Les lectrices et lecteurs capteront sans difficulté la différence de tonalité entre les déclarations. Des militants de Démocratie socialiste qui ont mis en question leur participation au PT (voir sur ce site le texte intitulé "Aujourd'hui, il est temps pour nous", 15 décembre 2003) pourraient se trouver dans une position plus délicate du point de vue de leurs rapports futurs avec la DS que le ministre du Développement agraire, Miguel Rossetto. - CAU

1. Déclaration du Mouvement de la gauche socialiste (MES)

Les expulsions des parlementaires radicaux scellent le destin du Parti des travailleurs (PT). Le PT tourne le dos aux intérêts de la classe des travailleurs, du peuple paupérisé et endurant des souffrances qui ont voté en faveur de Lula pour changer le Brésil. Le PT ne dirige pas les changements dont le Brésil a besoin. Il n'y aura même pas de réformes progressistes qui puissent aider à la nécessaire accumulation de forces afin de mettre en place un gouvernement de la classe laborieuse, dans la perspective d'une société socialiste.

Pour cela, il faudrait que le PT s'affronte aux intérêts du grand capital, des oligarchies et de la grande propriété terrienne. Le PT a préféré s'allier à ces derniers au lieu de lutter pour chercher à leur infliger une défaite. Dès lors, le PT a tourné le dos au futur.

Au côté de Luciana Genro, notre militante et porte-parole [Luciana Genro est députée fédérale, Etat de Rio Grande do Sul, élue en tant que membre du PT, et membre du MES], au côté d'Heloisa Helena [sénatrice de l'Etat d'Alagoas et membre du courant Démocratie socialiste, auquel appartient aussi le ministre du Développement agraire Miguel Rossetto], de Baba [député fédéral, Etat de Para, membre du Courant socialiste des travailleurs], et de Joao Fontes [député fédéral, Etat de Sergipe, membre du Pôle de résistance socialiste], expulsés parce qu'ils ont refusé de se taire alors qu'il s'agissait de défendre des intérêts de la classe laborieuse, le Mouvement de la gauche socialiste se considère dehors du PT; il a décidé de rompre et de construire une nouvelle alternative.

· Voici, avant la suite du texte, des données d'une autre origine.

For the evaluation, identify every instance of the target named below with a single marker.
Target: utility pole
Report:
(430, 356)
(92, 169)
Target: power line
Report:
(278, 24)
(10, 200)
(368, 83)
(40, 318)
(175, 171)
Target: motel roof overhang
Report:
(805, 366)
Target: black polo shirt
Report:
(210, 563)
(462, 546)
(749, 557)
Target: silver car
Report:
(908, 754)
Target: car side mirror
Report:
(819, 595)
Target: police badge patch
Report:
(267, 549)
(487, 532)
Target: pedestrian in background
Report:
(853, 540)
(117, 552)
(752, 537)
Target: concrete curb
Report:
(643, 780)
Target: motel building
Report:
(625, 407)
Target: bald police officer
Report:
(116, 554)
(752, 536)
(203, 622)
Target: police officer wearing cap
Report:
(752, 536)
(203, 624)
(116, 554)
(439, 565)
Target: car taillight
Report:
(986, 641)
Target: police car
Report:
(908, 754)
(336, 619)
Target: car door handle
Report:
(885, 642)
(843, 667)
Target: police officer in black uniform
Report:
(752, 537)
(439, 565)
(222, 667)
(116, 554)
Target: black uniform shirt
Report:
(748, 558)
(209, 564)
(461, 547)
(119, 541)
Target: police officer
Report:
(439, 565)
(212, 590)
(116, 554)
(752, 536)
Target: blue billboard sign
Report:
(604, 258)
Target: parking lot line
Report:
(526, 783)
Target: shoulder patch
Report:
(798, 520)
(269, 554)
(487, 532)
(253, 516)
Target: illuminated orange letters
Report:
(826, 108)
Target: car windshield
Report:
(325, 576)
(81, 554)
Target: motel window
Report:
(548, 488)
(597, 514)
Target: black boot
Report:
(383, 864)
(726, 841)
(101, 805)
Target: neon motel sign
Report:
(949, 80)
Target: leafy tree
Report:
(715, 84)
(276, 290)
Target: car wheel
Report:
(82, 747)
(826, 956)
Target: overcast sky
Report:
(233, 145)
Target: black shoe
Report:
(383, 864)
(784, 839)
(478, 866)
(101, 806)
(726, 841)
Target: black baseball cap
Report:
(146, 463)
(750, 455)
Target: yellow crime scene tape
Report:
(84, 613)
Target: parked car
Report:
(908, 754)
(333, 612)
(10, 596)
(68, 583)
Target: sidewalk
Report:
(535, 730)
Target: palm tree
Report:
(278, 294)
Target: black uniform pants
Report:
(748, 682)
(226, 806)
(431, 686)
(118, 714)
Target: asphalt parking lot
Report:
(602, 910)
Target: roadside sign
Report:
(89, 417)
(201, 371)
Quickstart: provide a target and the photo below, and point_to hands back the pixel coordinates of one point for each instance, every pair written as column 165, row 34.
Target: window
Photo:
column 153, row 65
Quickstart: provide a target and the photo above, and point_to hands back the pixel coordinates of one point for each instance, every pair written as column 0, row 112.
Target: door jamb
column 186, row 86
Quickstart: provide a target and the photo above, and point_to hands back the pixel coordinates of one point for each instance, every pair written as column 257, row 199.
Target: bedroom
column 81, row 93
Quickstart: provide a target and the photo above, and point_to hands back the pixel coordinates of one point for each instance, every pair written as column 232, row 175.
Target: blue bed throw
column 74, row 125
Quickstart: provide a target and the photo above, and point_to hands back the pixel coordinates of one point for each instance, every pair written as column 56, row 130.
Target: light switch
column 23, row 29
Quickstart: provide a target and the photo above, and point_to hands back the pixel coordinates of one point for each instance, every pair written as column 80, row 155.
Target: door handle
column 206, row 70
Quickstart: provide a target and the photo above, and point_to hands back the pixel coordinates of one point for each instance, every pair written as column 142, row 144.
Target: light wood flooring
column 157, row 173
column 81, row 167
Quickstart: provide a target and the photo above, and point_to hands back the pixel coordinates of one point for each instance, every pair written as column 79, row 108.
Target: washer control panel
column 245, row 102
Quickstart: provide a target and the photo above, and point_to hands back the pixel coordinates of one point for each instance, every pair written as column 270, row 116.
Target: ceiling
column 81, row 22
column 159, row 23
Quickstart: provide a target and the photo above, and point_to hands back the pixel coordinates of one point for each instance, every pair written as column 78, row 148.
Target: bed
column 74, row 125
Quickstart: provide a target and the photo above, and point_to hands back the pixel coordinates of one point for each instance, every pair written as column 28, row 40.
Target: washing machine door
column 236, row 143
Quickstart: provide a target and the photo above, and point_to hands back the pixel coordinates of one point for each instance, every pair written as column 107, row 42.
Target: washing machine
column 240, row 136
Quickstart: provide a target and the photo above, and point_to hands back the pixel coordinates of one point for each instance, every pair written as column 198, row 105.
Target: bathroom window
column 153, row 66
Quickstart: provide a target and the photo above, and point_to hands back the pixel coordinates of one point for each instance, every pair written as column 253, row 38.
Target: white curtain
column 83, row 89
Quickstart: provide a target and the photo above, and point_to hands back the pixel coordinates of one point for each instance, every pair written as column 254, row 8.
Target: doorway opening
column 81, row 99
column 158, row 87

Nous appelons à l'unité de toutes et tous - qui, à l'instar des "radicaux", n'ont pas abandonné la lutte contre le FMI et l'ALCA [Zone de libre-échange des Amériques], la lutte pour l'emploi, le salaire, la réforme agraire; et qui ne renonceront pas à la lutte anti-impérialiste et socialiste - afin de réunir la gauche cohérente en un nouveau parti. Un parti socialiste et anti-impérialiste, qui soit profondément démocratique, qui ne soit pas la propriété de parlementaires caciques, qui reprenne dans ses mains les revendications historiques de la classe ouvrière et représente un dépassement du PT actuel, aussi bien en termes de programme, de fonctionnement qu'en termes de conception d'ensemble.

Beaucoup sont convaincus de cette nécessité. D'autres, nombreux, ont déjà renoncé au PT. Et d'autres sont en train d'y renoncer en ne se laissant pas coopter. Nous voulons conduire ce débat avec tous, d'une  manière ouverte et démocratique, dans un vaste mouvement qui reprendra les bannières du PT qu'il a laissé tomber derrière lui. Nous reproduisons, ci-dessous, l'intervention de la camarade Luciana Genro faite devant la Direction [conseil] nationale du PT [le 14 décembre 2003] qui a voté par 55 voix contre 27 l'expulsion des parlementaires radicaux. Ce même jour, après la votation ayant abouti aux expulsions, le camarade Roberto Robaina [membre de la direction du MES], alors membre du Conseil national du PT, a annoncé sa démission du PT au nom de tout le MES. - Porto Alegre, 15.12.2003

[L'intervention de Luciana Genro sera prochainement disponible sur notre site.]

2. Déclaration politique du Courant socialiste des travailleurs (CST)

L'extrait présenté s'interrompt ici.